On the other hand (he says, jumping to the other side of the fence.....)
If you read their press release at their own site rather than the twice filtered report posted above these guys might be on to something:
First off, you can stream any song for free once, then add it to your collection for 10Cents so you could have it any time you wanted it, as often as you want.
Then if you want to purchase a DRM free MP3 for download its 79 Cents additional, and you can put it on any device you want.
Thats 10% cheaper than iTunes, and you could merge them to your iTunes library.
Your personal collection that you already own, you don't even have to upload. They just see that you have it already, and add it to the music you can stream. If its not in their database, you do have to upload.
They also support a CD trading framework, so you can sell all those CDs you no longer use. (It would be illegal to copy them into your iTunes library and then sell the originals. cough ).
These guys are in partnership with Google so it might gain some traction.
I'm still not buying in tho...

I wish these players / services would start taking advantage of more of the metadata so we could sort and search by other metrics. Things like Key.. Tempo..
These guys are doing it for iPhones and Desktops , but a major doing it would be very cool.

I would use rhapsody if you are going to use iPhone streaming because it's unlimited songs for a monthly fee instead if paying song by song if you like to listen to a lot of music.

I have been waiting for this app for a while. My iphone is only 8gb and now I will be able to store all my music on lala.
To all those who think it is going to die, lala just became a partner with facebook and google. I think it is going to takeoff in the next year and would be surprised if everyone with an iphone and almost everyone with a facebook account won't sign up with lala very soon.

The advantage here isn't the purchasing element, but the idea that you upload your own music from Mac / PC into the free cloud, then you can listen to a larger assortment of stuff than a standard 32gb iPhone can contain.
Also, why hate on the notion? This is unquestionably the way things are going. Besides... 32k is the MINIMUM. It can stream up to 128, and that will improve when bandwidth does. I'm certain they've created a model that's flexible in that way.
It's free, so just enjoy it. Upload all your dodgy podcasts and audio books for now, just to save PodSpace.

IcePulse has got it right here guys. Its not about how much they charge at this point, that is only for buying or "renting" songs. The clear advantage is being able to upload your 15,000 mp3s for free and to be able to have access to them all organized with all of the correct metatag data, organized by album, artist, title, etc..Between the web interface and the iphone app, you will have a virtual on demand Ipod system with access to your playlists, etc....anywhere in the world...for free.
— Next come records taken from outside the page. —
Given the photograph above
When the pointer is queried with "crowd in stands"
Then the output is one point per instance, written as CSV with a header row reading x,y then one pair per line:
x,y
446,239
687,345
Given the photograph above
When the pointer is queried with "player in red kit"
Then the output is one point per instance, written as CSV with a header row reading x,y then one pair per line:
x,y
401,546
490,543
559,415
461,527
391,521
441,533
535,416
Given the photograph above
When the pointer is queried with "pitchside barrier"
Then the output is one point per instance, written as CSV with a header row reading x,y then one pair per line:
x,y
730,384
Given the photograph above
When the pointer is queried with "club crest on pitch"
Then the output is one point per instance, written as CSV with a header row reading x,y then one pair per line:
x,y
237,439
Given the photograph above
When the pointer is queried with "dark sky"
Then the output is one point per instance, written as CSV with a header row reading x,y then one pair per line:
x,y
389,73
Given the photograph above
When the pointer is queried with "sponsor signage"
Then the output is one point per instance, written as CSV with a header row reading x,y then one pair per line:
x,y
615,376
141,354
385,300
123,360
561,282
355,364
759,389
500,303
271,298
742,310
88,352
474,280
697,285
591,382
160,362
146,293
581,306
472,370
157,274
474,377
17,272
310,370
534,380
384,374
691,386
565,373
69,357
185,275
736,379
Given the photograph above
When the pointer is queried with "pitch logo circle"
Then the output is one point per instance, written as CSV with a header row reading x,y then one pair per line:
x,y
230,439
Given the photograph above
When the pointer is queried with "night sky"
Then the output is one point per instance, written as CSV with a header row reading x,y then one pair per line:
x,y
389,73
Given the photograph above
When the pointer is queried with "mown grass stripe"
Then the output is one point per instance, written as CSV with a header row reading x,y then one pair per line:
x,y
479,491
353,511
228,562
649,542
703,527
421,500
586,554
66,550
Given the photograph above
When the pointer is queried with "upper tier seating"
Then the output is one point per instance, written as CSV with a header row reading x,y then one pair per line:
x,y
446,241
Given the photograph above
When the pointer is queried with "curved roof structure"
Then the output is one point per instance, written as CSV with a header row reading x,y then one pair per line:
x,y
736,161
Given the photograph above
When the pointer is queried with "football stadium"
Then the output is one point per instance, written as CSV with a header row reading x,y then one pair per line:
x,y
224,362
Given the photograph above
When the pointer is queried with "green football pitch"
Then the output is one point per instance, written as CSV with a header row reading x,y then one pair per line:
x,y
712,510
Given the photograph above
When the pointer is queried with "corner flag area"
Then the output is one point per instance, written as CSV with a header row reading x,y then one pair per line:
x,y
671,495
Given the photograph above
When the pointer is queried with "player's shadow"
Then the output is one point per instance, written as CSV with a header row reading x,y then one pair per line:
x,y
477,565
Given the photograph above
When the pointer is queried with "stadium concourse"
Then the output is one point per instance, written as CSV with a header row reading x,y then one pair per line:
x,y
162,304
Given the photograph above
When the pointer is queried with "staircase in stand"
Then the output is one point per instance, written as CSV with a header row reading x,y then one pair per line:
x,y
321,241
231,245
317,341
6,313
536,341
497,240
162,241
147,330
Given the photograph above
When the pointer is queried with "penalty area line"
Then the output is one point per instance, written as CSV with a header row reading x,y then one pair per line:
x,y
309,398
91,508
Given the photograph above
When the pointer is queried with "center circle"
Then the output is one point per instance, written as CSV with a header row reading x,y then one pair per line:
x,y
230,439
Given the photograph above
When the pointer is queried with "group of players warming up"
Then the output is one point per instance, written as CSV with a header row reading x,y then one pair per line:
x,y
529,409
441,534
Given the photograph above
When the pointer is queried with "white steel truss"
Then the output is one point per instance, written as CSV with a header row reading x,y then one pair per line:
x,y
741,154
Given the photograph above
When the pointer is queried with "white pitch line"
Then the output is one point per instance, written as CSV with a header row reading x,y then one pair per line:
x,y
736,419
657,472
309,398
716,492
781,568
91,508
I went to their site and signed up for an account and I have to say, I wanted to NOT like it, but I really did. It was very interesting and unique to anything else on the web at the present time except maybe Spotify which isnt available in the US at this point. Try it out and shoot me a line at murphy917 (my lala profile name) It looks like it has a social networking aspect to it too like facebook/twitter but on a smaller scale.

Really awesome way to store and listen to your music! Not sure why people are dissing the quality it sounds pretty good to me. Can’t wait for the iPhone app, if of course those Base Tards at Apple allow it!